San Luis Potosí, SLP.- La muerte de Miguel Ángel, estudiante del Cobach 26, no puede quedar atrapada en la indiferencia ni diluirse en el paso del tiempo. Así lo expresó la Iglesia católica en San Luis Potosí, que alzó la voz para exigir a las autoridades una investigación ágil, clara y efectiva que permita identificar y detener al responsable del homicidio del adolescente.
El vocero del Arzobispado potosino, Tomás Cruz Perales, señaló que el reclamo de los padres del joven es legítimo y urgente, por lo que hizo un llamado directo a las instancias encargadas de la procuración de justicia para que atiendan el caso con seriedad y sin dilaciones. Subrayó que la prioridad debe ser el esclarecimiento de los hechos y el castigo a quien resulte responsable de la agresión que terminó con la vida del estudiante.
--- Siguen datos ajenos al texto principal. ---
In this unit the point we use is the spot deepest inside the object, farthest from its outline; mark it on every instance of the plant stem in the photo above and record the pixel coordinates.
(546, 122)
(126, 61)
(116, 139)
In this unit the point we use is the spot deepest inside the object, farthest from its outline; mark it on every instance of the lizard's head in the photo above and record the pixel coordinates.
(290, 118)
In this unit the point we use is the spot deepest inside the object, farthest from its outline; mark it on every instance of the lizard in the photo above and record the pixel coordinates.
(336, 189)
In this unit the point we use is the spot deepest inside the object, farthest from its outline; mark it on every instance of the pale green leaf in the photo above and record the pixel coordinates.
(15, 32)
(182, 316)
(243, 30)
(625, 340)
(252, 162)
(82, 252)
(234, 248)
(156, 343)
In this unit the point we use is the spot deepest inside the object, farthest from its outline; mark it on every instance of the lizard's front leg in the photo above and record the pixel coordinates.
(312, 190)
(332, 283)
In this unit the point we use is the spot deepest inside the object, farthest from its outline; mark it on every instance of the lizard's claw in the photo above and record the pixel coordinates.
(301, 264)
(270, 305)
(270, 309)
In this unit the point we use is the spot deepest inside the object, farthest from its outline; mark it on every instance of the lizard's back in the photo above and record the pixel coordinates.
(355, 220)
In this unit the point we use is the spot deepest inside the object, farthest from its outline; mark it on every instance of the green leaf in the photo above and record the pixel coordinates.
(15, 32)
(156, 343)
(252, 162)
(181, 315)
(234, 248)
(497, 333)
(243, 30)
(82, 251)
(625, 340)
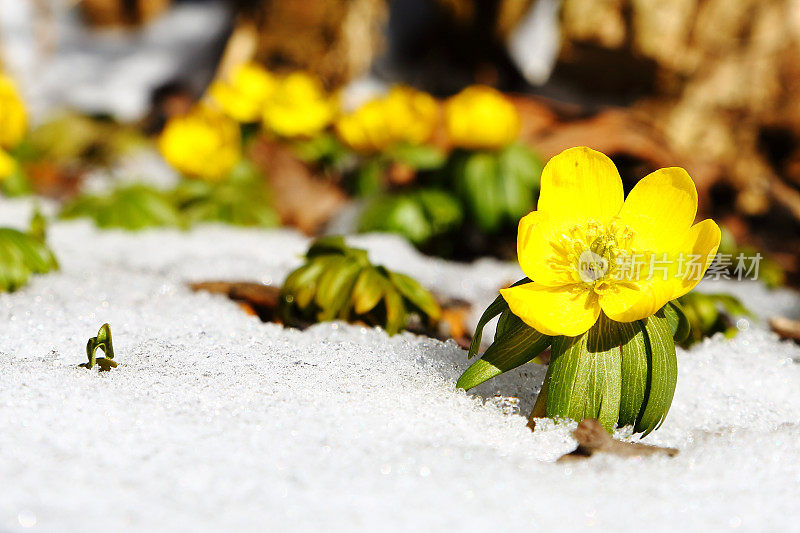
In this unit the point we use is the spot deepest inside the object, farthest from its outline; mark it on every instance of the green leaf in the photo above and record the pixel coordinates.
(397, 214)
(416, 294)
(518, 345)
(395, 312)
(419, 216)
(367, 291)
(333, 244)
(678, 322)
(497, 306)
(20, 256)
(103, 342)
(634, 374)
(586, 374)
(663, 373)
(341, 289)
(369, 177)
(566, 393)
(328, 281)
(420, 157)
(604, 345)
(132, 207)
(479, 190)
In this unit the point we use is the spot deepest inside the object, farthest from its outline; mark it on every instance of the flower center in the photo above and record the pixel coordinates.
(591, 254)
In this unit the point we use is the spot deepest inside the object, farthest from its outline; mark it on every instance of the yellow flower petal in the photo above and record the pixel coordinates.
(553, 311)
(538, 249)
(524, 233)
(700, 244)
(581, 183)
(660, 209)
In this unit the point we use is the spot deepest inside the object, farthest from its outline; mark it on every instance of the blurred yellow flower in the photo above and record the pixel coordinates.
(588, 250)
(403, 116)
(205, 143)
(13, 118)
(299, 107)
(7, 165)
(245, 93)
(480, 117)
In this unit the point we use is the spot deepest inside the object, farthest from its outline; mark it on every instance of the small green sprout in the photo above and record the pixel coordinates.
(23, 254)
(103, 342)
(708, 314)
(241, 199)
(130, 207)
(496, 187)
(339, 282)
(421, 216)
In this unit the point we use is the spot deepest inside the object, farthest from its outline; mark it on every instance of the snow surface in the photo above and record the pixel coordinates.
(214, 421)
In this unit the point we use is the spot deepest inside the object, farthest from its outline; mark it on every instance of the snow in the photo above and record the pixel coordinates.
(216, 421)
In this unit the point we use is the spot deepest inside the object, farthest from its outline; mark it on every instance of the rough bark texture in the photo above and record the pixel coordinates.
(715, 77)
(336, 39)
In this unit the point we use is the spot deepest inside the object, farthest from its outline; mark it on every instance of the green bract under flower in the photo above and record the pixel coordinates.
(618, 373)
(339, 283)
(24, 254)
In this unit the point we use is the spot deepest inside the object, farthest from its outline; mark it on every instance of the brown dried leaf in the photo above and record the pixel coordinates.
(302, 199)
(592, 438)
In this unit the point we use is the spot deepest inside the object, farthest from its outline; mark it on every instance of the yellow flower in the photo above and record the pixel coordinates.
(205, 143)
(403, 116)
(244, 95)
(480, 117)
(7, 165)
(299, 107)
(588, 251)
(13, 118)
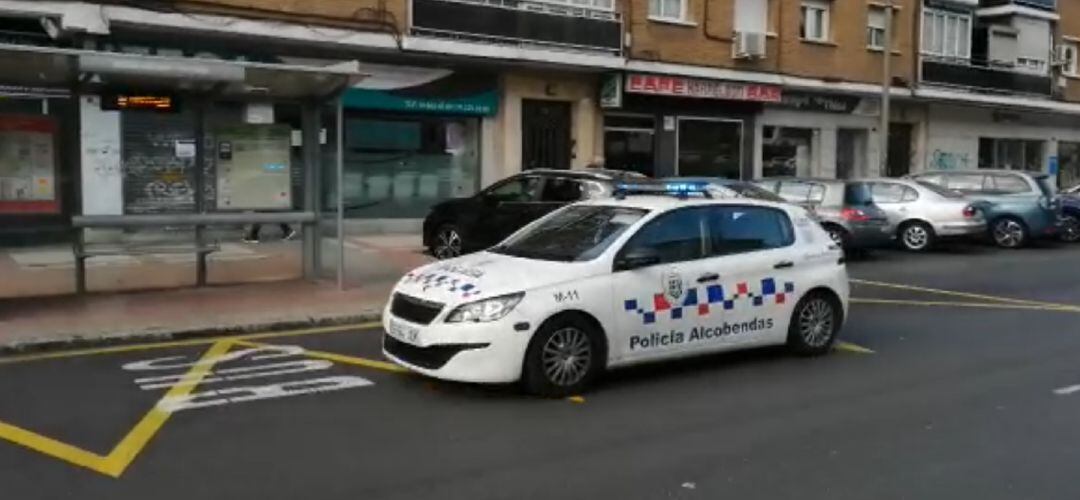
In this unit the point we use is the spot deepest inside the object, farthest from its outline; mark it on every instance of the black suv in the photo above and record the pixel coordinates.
(466, 225)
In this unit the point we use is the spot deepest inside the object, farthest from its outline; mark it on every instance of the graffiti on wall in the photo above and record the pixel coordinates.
(942, 160)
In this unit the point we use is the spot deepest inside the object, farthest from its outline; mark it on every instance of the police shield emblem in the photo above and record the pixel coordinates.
(673, 285)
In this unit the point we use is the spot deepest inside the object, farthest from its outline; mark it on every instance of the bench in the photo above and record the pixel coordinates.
(200, 247)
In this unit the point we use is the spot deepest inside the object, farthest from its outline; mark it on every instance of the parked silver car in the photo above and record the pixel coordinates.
(842, 207)
(923, 213)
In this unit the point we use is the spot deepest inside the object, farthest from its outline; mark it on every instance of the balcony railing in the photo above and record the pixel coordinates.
(1042, 4)
(522, 23)
(972, 75)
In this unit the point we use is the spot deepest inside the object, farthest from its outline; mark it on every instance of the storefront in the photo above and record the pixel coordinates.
(682, 126)
(413, 138)
(819, 135)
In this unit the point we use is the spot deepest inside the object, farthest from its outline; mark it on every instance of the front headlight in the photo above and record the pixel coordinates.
(485, 310)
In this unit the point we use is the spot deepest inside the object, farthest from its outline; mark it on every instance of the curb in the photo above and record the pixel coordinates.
(84, 340)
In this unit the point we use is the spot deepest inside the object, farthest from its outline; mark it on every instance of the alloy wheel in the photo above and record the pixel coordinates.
(1008, 233)
(567, 356)
(916, 237)
(815, 322)
(447, 244)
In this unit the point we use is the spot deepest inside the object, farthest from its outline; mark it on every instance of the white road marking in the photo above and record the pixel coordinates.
(1067, 390)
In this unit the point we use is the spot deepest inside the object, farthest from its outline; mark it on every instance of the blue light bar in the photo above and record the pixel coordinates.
(682, 190)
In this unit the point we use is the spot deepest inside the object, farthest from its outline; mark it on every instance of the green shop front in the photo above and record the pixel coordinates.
(413, 139)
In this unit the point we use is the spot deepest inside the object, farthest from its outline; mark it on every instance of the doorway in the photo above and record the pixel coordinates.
(899, 157)
(545, 134)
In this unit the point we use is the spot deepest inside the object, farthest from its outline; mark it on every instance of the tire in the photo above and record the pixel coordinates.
(447, 242)
(1070, 228)
(1009, 232)
(814, 325)
(564, 357)
(917, 237)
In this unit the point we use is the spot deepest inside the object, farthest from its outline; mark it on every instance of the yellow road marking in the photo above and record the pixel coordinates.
(848, 347)
(947, 303)
(966, 295)
(175, 343)
(336, 357)
(115, 463)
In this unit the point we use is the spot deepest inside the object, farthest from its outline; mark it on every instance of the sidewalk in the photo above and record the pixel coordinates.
(374, 264)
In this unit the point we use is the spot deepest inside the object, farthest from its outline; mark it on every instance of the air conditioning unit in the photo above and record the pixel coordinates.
(750, 45)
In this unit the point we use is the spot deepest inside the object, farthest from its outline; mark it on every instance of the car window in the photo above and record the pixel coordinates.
(801, 192)
(966, 181)
(909, 194)
(562, 190)
(1008, 184)
(887, 192)
(518, 189)
(676, 237)
(739, 229)
(858, 194)
(574, 233)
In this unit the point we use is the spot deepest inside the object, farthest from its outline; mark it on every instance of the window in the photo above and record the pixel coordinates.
(676, 235)
(946, 34)
(875, 27)
(970, 183)
(801, 192)
(814, 24)
(521, 189)
(1008, 184)
(671, 10)
(562, 190)
(739, 229)
(1069, 51)
(575, 233)
(887, 192)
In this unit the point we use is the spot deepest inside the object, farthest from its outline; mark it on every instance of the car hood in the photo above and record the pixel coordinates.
(485, 274)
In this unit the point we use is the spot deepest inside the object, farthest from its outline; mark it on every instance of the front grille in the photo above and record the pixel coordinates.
(430, 357)
(414, 310)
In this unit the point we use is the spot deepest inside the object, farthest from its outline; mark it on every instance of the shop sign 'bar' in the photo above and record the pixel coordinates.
(680, 86)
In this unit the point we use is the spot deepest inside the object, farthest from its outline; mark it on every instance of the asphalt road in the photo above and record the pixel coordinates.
(957, 401)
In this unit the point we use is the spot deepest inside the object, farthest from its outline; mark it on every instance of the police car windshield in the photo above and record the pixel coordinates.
(575, 233)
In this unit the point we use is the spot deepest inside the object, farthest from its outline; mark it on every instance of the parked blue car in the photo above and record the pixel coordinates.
(1024, 204)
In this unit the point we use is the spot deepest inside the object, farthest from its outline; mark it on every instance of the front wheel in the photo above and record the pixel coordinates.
(1009, 232)
(916, 237)
(563, 359)
(1070, 229)
(814, 324)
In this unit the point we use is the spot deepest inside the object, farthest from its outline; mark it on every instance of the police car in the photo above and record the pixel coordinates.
(659, 271)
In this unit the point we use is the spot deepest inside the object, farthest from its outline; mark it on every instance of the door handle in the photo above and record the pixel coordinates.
(709, 278)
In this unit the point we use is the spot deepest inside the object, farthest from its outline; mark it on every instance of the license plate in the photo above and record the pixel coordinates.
(403, 332)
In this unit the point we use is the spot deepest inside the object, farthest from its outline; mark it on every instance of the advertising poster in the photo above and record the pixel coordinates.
(254, 167)
(27, 165)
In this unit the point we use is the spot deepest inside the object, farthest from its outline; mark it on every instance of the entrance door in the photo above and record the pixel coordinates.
(545, 134)
(899, 160)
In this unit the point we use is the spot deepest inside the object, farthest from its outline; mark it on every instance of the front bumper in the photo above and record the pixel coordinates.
(469, 352)
(967, 228)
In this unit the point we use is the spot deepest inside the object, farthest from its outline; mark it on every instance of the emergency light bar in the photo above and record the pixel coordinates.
(680, 190)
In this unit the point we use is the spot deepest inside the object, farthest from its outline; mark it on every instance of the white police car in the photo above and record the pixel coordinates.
(613, 282)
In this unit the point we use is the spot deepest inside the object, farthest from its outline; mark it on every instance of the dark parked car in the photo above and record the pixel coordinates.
(467, 225)
(846, 210)
(1024, 204)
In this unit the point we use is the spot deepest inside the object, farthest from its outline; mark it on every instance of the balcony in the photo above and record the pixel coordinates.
(548, 23)
(1040, 4)
(971, 76)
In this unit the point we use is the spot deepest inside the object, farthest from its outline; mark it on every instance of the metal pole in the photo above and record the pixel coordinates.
(340, 190)
(886, 92)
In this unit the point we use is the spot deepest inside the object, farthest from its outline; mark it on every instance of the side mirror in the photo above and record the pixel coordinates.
(637, 258)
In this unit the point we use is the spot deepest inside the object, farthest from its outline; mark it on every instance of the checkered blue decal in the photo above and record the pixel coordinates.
(714, 299)
(437, 280)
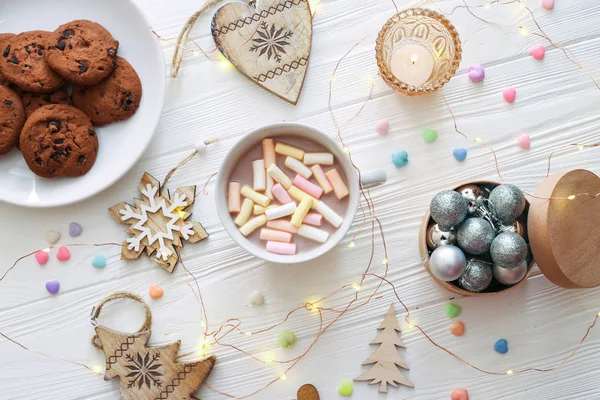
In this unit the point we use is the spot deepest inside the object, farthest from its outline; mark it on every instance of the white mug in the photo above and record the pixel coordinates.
(369, 179)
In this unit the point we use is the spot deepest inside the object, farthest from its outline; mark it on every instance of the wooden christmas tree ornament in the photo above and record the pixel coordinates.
(267, 41)
(147, 372)
(386, 357)
(158, 223)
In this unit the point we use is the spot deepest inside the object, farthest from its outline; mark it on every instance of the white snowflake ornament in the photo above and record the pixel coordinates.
(158, 222)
Si bien reconoció que es natural que los jóvenes busquen espacios para convivir y reunirse, advirtió que cuando estas dinámicas se ven atravesadas por excesos, consumo de sustancias o la presencia de armas, el resultado puede ser fatal. En ese contexto, lamentó que el acceso a armas, tanto blancas como de fuego, sea cada vez más frecuente entre menores de edad, una problemática que —dijo— no es nueva, pero sí cada vez más alarmante.
Cruz Perales enfatizó que el asesinato de Miguel Ángel no debe entenderse como un hecho aislado, sino como parte de una violencia estructural que desde hace años impacta de manera directa a la juventud en el país. Riñas, ataques y muertes violentas de jóvenes se han vuelto episodios recurrentes, reflejo de una crisis social que sigue cobrando vidas y dejando familias marcadas por la pérdida.
La Iglesia insistió en que la justicia no solo es una demanda de los padres de Miguel Ángel, sino una necesidad para la sociedad entera, que exige respuestas claras y acciones firmes frente a hechos que no pueden normalizarse ni quedar impunes.